Numerical simulation of acoustic waves scattering by isolated vortex structures
The problem of sound scattering by an isolated vortex is not only interesting to study, but it is also fundamental for understanding the interaction between acoustic waves and vortex flow, including the process of sound generation by turbulence. Understanding the sound generation process is essential for many practical applications.
When turbulence is represented by a distribution of localized vortices with certain static properties, the acoustic field scattered by such a flow is a superposition of scattered acoustic fields from each vortex. Therefore, the description of the elementary event of sound scattering sound by an isolated vortex can be used to predict the impact of turbulence on the acoustic field.
For the numerical simulation of this problem, we used a linear approximation of the mathematical model. This approximation is quite realistic because it reveals the main properties of the studied phenomena. Thus, we modeled the problem using a system of linearized Euler equations, in which a vortex is defined as a background field.
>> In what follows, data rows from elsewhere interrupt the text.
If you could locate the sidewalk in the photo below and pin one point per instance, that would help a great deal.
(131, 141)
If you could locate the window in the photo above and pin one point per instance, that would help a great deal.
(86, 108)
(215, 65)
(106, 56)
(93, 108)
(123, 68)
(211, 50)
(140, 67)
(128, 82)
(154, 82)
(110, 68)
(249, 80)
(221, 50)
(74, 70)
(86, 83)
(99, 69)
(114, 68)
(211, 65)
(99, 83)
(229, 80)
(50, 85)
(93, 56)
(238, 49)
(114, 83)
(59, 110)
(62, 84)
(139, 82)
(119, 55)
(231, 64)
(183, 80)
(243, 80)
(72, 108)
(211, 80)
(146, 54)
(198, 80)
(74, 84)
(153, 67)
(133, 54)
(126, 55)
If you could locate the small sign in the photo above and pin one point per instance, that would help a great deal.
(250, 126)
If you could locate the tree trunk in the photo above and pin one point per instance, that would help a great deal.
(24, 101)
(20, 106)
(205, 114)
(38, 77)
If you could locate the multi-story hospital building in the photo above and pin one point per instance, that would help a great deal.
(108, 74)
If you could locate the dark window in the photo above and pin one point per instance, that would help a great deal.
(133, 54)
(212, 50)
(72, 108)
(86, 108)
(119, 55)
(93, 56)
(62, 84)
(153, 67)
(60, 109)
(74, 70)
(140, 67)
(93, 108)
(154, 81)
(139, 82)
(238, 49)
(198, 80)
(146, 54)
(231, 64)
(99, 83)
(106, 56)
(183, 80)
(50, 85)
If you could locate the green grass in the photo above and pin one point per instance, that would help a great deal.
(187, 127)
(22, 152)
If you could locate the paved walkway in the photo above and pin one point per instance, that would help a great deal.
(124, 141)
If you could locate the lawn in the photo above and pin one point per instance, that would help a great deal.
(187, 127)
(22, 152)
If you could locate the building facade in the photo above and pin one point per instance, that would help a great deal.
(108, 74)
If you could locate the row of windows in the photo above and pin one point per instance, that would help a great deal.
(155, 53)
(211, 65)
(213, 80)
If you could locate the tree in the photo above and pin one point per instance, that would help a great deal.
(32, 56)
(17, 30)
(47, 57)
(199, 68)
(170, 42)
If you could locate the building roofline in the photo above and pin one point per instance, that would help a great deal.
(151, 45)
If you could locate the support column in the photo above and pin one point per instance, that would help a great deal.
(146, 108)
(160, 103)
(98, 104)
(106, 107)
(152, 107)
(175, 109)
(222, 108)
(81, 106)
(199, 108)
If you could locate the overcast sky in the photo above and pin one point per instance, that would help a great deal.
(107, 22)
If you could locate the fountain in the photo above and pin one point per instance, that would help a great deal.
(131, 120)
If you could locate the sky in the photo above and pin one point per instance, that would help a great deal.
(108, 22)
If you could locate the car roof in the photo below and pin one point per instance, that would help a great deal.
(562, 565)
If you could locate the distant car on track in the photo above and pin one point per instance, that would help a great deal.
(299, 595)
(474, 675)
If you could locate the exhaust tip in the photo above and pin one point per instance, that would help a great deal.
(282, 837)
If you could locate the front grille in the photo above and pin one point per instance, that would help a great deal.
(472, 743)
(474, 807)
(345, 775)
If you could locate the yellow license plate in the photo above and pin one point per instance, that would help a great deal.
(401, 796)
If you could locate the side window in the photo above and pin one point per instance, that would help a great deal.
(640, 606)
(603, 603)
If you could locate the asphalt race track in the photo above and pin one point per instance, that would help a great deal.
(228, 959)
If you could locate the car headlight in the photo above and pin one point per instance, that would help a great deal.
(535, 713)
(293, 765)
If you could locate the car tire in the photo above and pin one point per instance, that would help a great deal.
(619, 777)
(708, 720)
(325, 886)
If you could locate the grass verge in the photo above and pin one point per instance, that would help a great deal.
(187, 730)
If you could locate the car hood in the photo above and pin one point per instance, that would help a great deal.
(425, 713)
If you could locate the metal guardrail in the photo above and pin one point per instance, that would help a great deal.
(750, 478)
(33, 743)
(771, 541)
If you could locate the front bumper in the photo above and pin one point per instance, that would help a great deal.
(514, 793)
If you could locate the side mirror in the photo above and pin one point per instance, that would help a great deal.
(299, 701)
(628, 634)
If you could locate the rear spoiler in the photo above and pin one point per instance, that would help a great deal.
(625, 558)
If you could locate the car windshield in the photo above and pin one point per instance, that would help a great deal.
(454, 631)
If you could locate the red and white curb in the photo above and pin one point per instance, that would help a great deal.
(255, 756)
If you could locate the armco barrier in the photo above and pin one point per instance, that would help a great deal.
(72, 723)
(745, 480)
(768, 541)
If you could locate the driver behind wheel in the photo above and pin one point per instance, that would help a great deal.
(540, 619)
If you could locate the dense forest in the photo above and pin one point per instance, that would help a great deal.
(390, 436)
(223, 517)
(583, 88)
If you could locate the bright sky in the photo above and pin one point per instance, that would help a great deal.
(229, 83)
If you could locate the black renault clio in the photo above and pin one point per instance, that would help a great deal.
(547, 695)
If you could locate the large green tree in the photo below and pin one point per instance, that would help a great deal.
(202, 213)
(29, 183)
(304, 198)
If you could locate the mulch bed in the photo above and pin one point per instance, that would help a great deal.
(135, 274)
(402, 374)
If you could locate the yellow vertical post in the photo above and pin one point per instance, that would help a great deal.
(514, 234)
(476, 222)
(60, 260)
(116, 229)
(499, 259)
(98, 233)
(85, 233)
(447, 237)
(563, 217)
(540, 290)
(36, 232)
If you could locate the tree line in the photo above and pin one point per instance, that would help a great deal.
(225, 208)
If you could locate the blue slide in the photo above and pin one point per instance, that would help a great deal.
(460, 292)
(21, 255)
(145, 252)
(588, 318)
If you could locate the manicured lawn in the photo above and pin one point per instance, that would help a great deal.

One of the goals of this study was to test the ability of the EBR (Edge-Based Reconstruction) numerical scheme to model considered problems on unstructured grids and to assess its accuracy and efficiency compared to other approaches. Thus, we used the EBR scheme (the fifth-order scheme based on the quasi-one-dimensional reconstruction), implemented in a highly parallel research code NOISEtte (KIAM RAS).
First, we showed the simulation results of the plane acoustic wave scattering by isentropic Gaussian-core vortex with a constant circulation velocity. We also provided the study of grid convergence to the benchmark solution. Besides Cartesian grids, we used quasi-uniform unstructured triangular grids and demonstrated that the results are almost identical for the same number of grid points.
We also consider the problem of the cylindrical point source acoustic wave scattering by the Rankine vortex. We perform simulations on unstructured grids and compare the results of different numerical approaches: a finite-volume approach (NOISEtte EBR), a finite element approach (Actran DGM), and a finite-difference (Cabaret scheme).
The results confirm that NOISEtte and its numerical method can be successfully used to simulate the interaction between acoustic waves and vortex structures.